【2012年7月15日(日)の各紙から】住宅街を歩くと、よく空き家がある。何気なく通り過ぎればそれまでだが、これに日本社会の現状が投影されているという本が出た。『空き家急増の真実』(米山秀隆著、日本経済新聞出版社)が深刻化する実態と対策を示す。人がいないところでカビや細菌のようにはびこるもの……空き家のほかにもいろいろあって、早くなんとかしないといけない。
犯罪の温床、マンションでは管理組合が機能低下
「超」がつくほどの少子高齢化。日本の人口は2060年には8600万人との予想もある。住む人が減れば、使われる住宅も減る。「こうした当たり前の予測に基づき、日本の住宅政策の方向転換を提言する」本と、読売読書欄で経済学者の中島隆信さんが評している。当たり前すぎるがゆえに、なおさら深刻な問題だ。

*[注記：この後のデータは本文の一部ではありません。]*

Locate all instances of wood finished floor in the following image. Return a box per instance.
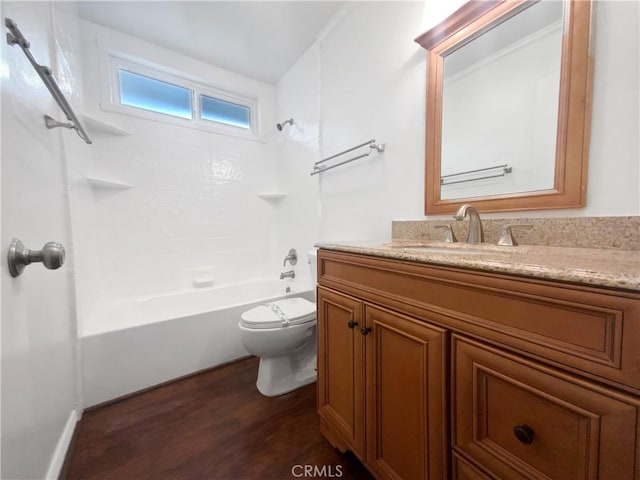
[66,358,373,480]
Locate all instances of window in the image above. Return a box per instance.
[200,95,251,128]
[118,70,193,118]
[103,53,257,138]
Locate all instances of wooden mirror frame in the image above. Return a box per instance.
[415,0,593,215]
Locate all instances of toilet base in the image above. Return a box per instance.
[256,349,317,397]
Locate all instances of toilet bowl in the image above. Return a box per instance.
[238,250,317,397]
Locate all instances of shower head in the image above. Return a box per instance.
[276,118,293,132]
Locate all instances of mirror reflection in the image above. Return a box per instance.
[440,1,563,199]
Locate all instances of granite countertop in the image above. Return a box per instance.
[316,240,640,292]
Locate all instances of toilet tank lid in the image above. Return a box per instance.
[240,297,316,328]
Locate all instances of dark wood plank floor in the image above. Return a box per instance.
[66,358,373,480]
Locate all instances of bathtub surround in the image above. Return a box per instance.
[80,279,313,407]
[0,2,83,479]
[71,20,281,322]
[391,216,640,251]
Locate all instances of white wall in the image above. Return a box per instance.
[0,2,81,479]
[72,21,279,321]
[274,45,320,278]
[279,1,640,246]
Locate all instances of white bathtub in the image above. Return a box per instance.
[81,279,313,407]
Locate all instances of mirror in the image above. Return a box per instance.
[416,1,592,214]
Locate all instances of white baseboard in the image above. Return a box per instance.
[45,410,80,480]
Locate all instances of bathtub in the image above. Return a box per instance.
[80,279,313,407]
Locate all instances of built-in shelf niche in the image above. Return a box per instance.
[81,114,131,137]
[85,175,133,190]
[258,192,287,201]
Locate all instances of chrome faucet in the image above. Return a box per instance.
[280,270,296,280]
[453,204,484,243]
[282,248,298,267]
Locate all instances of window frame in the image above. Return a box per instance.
[101,51,259,140]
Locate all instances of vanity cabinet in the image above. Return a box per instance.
[318,249,640,480]
[317,287,448,480]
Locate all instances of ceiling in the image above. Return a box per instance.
[79,1,345,84]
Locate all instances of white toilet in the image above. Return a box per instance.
[239,250,317,397]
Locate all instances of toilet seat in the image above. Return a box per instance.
[240,297,316,329]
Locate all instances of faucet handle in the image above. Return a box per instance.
[496,223,533,247]
[433,223,458,243]
[282,248,298,267]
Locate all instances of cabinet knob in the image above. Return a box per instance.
[513,424,535,445]
[7,238,65,277]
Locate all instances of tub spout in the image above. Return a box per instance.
[280,270,296,280]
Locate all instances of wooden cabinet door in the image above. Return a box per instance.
[317,287,365,458]
[365,304,449,480]
[452,336,640,480]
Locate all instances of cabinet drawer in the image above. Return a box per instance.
[452,336,638,480]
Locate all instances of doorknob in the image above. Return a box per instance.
[7,238,65,277]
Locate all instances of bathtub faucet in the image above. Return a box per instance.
[282,248,298,267]
[280,270,296,280]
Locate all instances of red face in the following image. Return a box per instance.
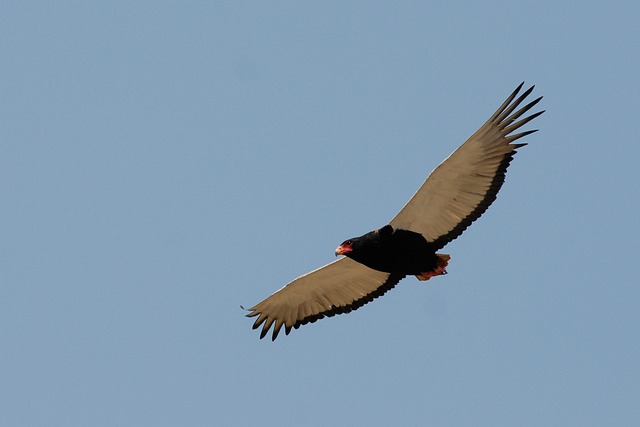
[336,240,353,256]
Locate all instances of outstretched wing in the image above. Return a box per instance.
[390,82,544,249]
[247,258,404,340]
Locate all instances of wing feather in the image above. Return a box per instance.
[390,83,544,249]
[247,258,404,340]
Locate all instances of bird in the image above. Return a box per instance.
[246,82,544,341]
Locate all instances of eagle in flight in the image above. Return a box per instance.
[247,82,544,340]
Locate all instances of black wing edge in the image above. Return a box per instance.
[245,273,405,341]
[431,82,545,250]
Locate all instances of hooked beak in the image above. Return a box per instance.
[336,243,353,256]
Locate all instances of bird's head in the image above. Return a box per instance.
[336,239,355,256]
[336,225,393,258]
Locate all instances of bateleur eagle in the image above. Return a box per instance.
[247,83,544,340]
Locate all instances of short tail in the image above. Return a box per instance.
[416,254,451,281]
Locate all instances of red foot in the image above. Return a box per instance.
[416,266,447,281]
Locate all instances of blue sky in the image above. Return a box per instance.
[0,1,640,426]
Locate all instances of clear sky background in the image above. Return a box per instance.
[0,0,640,427]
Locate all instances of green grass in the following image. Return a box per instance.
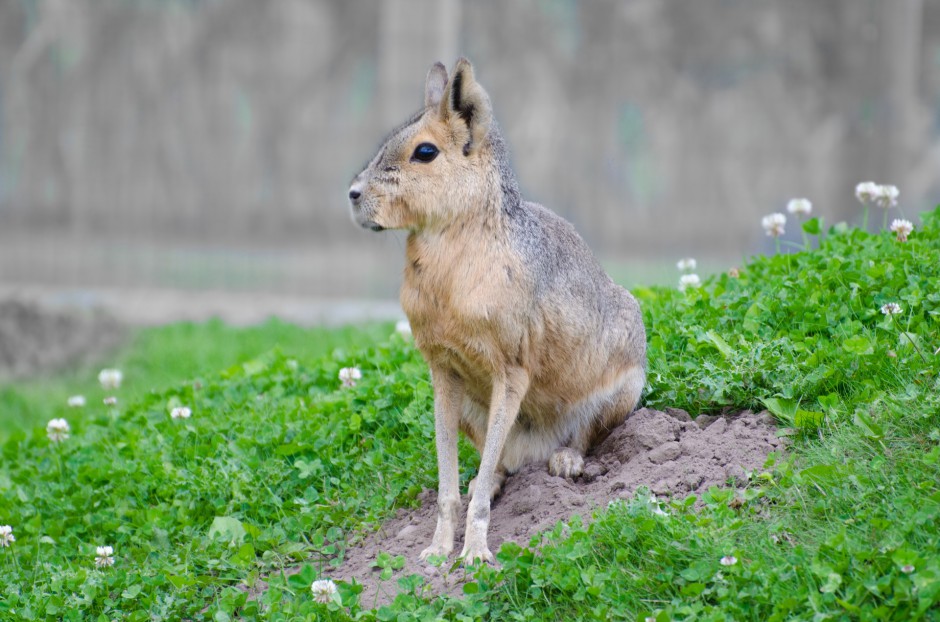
[0,320,388,442]
[0,209,940,621]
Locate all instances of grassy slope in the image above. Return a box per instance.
[0,211,940,620]
[0,320,387,442]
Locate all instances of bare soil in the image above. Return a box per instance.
[320,408,785,606]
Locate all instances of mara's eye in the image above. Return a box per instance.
[411,143,438,162]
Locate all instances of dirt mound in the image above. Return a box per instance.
[329,408,784,606]
[0,299,124,380]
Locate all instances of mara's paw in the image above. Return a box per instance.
[460,540,496,566]
[548,447,584,479]
[418,542,454,562]
[467,472,506,501]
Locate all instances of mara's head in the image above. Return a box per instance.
[349,58,499,231]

本は、2008年の調査で約800万軒といわれる空き家のうち、入居者待ちや別荘などを除く「純粋な空き家」は270万戸に上るという。かつて親が住んでいた家に子が住まないで空き家となるケースは、その典型だろう。
書評は「周囲の住環境に悪影響を及ぼす」と学者風な、もったいぶった言い回しをしているが、要するに無住・無人の家屋が朽ち果てると犯罪の温床になりやすい。放火される危険も高まる。周囲の心配はつのるばかりだ。空き家急増のマンションは、管理組合が機能せず、スラム化する。建物としても崩壊が危惧される「限界マンション」となる。